L’échec du partenariat du CNRC avec la société chinoise CanSino a également perturbé les efforts du Canada pour produire un vaccin dans cette installation.

En février, le gouvernement a annoncé un partenariat avec la société Novavax, basée dans le Maryland, pour produire son prometteur vaccin COVID-19 dans cette usine appartenant au gouvernement.

Mais les premiers flacons Novavax fabriqués au Canada ne seront pas produits avant la fin de cette année au plus tôt – bien après le moment où chaque Canadien est censé être vacciné contre le COVID-19, selon le calendrier du gouvernement fédéral.

Un porte-parole du Conseil national de recherches (NRC) a déclaré à CBC News que « la construction du centre de fabrication de produits biologiques, qui se déroule à un rythme accéléré, se déroule très bien et devrait être achevée d’ici la fin juillet 2021 ».

« Novavax et le CNRC travaillent en étroite collaboration pour se préparer à la production du vaccin … une fois que le candidat vaccin, l’installation et le processus de production lui-même auront reçu les approbations requises de Santé Canada », a déclaré le porte-parole.

Bien que cette installation soit utile si des injections de rappel COVID-19 sont nécessaires, Brown a déclaré: « C’est un investissement dont nous ne verrons pas l’avantage avant un an et plus. »
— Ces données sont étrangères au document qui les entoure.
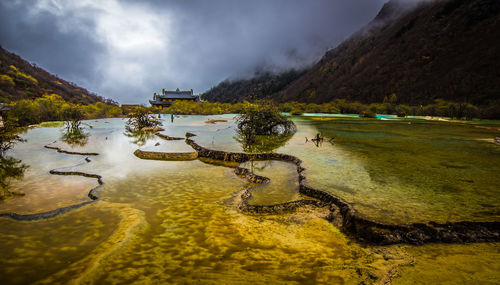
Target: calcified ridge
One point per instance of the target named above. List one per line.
(60, 171)
(344, 215)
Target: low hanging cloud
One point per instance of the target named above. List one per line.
(126, 50)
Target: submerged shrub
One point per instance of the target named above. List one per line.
(263, 119)
(141, 118)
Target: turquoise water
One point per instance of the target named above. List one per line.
(178, 222)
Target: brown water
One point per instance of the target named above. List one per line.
(177, 222)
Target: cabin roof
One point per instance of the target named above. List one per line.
(179, 95)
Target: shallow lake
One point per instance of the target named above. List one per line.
(177, 222)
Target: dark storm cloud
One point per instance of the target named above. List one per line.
(38, 38)
(126, 50)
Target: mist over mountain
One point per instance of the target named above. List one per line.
(420, 50)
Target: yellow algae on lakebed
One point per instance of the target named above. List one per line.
(176, 222)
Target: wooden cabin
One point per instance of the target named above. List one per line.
(167, 98)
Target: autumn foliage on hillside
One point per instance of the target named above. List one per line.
(20, 79)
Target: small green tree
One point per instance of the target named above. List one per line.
(263, 119)
(140, 119)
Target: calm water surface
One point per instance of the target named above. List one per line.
(177, 222)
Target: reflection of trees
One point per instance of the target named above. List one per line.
(10, 168)
(259, 144)
(74, 136)
(139, 137)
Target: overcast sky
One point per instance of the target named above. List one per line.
(126, 50)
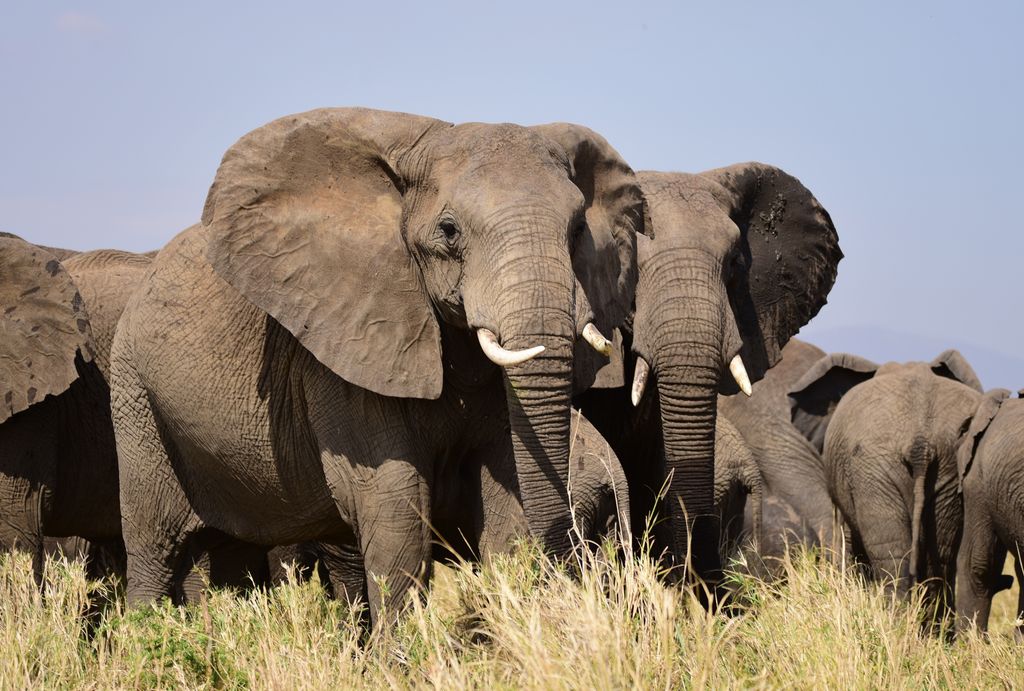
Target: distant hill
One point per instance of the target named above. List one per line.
(993, 368)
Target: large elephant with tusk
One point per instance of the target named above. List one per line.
(316, 359)
(733, 262)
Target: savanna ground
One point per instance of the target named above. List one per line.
(516, 622)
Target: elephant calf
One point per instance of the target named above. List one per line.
(891, 436)
(798, 508)
(738, 486)
(600, 502)
(991, 468)
(58, 473)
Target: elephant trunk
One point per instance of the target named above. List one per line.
(687, 308)
(688, 411)
(530, 311)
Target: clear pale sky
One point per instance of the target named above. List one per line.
(904, 119)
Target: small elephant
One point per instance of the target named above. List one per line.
(991, 470)
(600, 501)
(58, 472)
(738, 488)
(734, 262)
(891, 436)
(375, 307)
(798, 508)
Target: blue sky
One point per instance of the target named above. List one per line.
(904, 119)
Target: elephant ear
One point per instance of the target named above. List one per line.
(987, 407)
(43, 326)
(304, 218)
(604, 259)
(814, 397)
(791, 252)
(952, 364)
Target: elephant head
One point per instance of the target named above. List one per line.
(987, 408)
(43, 326)
(364, 231)
(814, 397)
(735, 261)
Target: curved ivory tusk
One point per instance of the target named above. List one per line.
(595, 339)
(499, 355)
(739, 374)
(639, 381)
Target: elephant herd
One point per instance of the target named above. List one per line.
(389, 333)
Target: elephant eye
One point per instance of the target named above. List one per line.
(451, 232)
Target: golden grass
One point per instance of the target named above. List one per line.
(516, 622)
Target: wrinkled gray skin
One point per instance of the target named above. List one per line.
(735, 261)
(992, 477)
(891, 435)
(738, 487)
(799, 510)
(302, 365)
(600, 499)
(57, 458)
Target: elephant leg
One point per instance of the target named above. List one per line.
(884, 530)
(157, 519)
(224, 562)
(1019, 571)
(394, 537)
(28, 450)
(978, 566)
(346, 572)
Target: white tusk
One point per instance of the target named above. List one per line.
(499, 355)
(739, 374)
(639, 380)
(594, 337)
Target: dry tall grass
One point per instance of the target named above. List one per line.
(517, 622)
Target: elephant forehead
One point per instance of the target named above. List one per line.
(477, 143)
(685, 212)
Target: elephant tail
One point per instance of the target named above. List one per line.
(920, 457)
(755, 489)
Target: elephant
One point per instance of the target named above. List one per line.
(738, 489)
(600, 500)
(990, 471)
(798, 508)
(891, 436)
(734, 262)
(315, 360)
(58, 473)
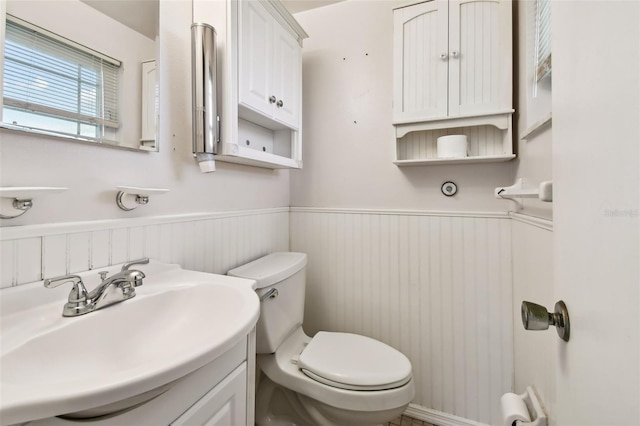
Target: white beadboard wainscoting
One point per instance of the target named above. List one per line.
(435, 285)
(208, 242)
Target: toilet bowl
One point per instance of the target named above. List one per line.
(329, 379)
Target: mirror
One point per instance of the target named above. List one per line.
(111, 100)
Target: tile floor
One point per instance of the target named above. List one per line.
(408, 421)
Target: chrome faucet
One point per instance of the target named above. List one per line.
(114, 289)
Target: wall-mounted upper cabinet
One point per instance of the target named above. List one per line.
(269, 69)
(259, 80)
(452, 59)
(452, 65)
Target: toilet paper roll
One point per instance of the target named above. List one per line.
(514, 409)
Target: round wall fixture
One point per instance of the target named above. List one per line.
(449, 188)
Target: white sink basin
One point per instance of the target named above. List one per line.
(121, 355)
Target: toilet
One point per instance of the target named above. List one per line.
(329, 379)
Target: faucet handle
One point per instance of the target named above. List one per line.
(142, 261)
(78, 292)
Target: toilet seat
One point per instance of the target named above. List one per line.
(281, 368)
(354, 362)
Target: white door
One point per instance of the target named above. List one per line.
(478, 47)
(287, 71)
(255, 47)
(420, 46)
(596, 159)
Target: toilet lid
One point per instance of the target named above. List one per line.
(351, 361)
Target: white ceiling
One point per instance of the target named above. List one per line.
(142, 15)
(139, 15)
(296, 6)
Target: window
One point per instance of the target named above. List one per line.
(55, 86)
(542, 39)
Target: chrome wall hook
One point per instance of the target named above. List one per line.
(536, 317)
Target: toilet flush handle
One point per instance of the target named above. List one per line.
(271, 294)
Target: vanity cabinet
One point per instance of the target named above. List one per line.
(269, 69)
(223, 405)
(453, 70)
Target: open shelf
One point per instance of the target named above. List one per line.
(465, 160)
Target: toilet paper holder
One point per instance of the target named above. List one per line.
(536, 317)
(533, 406)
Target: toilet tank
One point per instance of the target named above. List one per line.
(281, 284)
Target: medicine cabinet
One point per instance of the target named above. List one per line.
(260, 55)
(453, 75)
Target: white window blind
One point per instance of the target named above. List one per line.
(54, 85)
(542, 39)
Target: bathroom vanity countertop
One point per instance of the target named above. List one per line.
(179, 321)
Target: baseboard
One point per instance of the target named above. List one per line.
(438, 417)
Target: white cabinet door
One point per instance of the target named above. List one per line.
(255, 58)
(224, 405)
(452, 59)
(478, 46)
(420, 61)
(286, 77)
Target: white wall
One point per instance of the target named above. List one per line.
(389, 256)
(349, 142)
(534, 154)
(91, 172)
(435, 286)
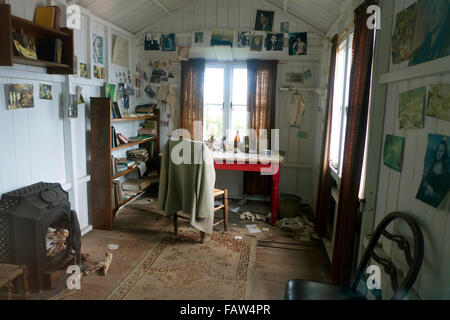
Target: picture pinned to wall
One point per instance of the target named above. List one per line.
(284, 27)
(83, 70)
(45, 92)
(264, 20)
(201, 38)
(152, 42)
(393, 152)
(439, 102)
(73, 106)
(19, 96)
(432, 38)
(98, 49)
(435, 183)
(274, 41)
(97, 72)
(298, 43)
(411, 108)
(243, 39)
(403, 38)
(168, 42)
(222, 38)
(256, 41)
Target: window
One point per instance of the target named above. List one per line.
(340, 103)
(225, 101)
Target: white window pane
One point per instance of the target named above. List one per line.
(239, 86)
(239, 121)
(214, 86)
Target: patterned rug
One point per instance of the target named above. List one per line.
(183, 269)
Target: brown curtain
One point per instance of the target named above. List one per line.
(360, 83)
(191, 95)
(261, 81)
(323, 195)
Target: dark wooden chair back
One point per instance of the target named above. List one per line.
(414, 262)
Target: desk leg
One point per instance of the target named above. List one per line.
(274, 196)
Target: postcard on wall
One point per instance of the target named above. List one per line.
(403, 38)
(432, 38)
(411, 109)
(222, 38)
(19, 96)
(298, 44)
(168, 42)
(284, 27)
(439, 102)
(393, 152)
(274, 41)
(120, 54)
(257, 41)
(45, 92)
(98, 49)
(243, 39)
(264, 20)
(152, 42)
(436, 176)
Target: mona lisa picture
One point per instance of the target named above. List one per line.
(436, 178)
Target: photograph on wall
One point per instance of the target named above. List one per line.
(256, 41)
(243, 39)
(73, 106)
(98, 49)
(393, 152)
(97, 72)
(403, 38)
(284, 27)
(19, 96)
(274, 41)
(45, 92)
(436, 177)
(298, 44)
(222, 38)
(432, 31)
(168, 42)
(264, 20)
(83, 70)
(439, 102)
(152, 42)
(411, 108)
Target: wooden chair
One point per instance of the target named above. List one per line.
(224, 206)
(310, 290)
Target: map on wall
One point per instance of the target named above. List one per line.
(120, 54)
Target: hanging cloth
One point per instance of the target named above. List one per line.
(297, 111)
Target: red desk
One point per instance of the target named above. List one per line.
(264, 164)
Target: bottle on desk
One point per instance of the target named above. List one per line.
(236, 142)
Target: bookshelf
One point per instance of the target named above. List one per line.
(101, 166)
(41, 35)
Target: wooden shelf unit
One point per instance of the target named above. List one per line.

Le premier ministre Justin Trudeau, à droite, s’entretient avec le scientifique Krishnaraj Tiwari lors d’une visite au Centre de recherche thérapeutique en santé humaine Royalmount du Conseil national de recherches du Canada (CNRC) à Montréal le lundi 31 août 2020. (Graham Hughes / Presse canadienne)

Novavax n’a encore obtenu l’approbation réglementaire d’aucune juridiction – mais les premières données d’essais cliniques suggèrent que le vaccin de la société est très efficace contre COVID-19.

Les organismes de réglementation de Santé Canada examinent ces données sur une base continue – une entreprise peut soumettre des renseignements dès qu’ils sont disponibles – et une décision finale pourrait être prise dès cet été.

Qu’en est-il de Medicago – produit-il un vaccin?

Le gouvernement fédéral dépense 173 millions de dollars pour aider Medicago, basée à Québec, à développer un vaccin COVID-19 et à construire une grande usine pour le produire.

Le vaccin en est maintenant à la troisième et dernière étape des essais cliniques. Un acteur relativement nouveau – la société est une société privée depuis 2013 – Medicago s’est associé à GSK pour aider au lancement du produit.

Contrairement aux autres vaccins COVID-19 dont l’utilisation a été autorisée, le vaccin de Medicago utilise des particules de type virus qui imitent la structure du coronavirus.

« Avant de lancer un vaccin, il est essentiel de tester sa sécurité et son efficacité lors d’essais cliniques », a déclaré un porte-parole de la société.

«Bien que les délais de développement de vaccins standard puissent prendre de cinq à 20 ans, nous prévoyons de soumettre un vaccin COVID-19 aux autorités sanitaires pour des examens réglementaires en 2021.»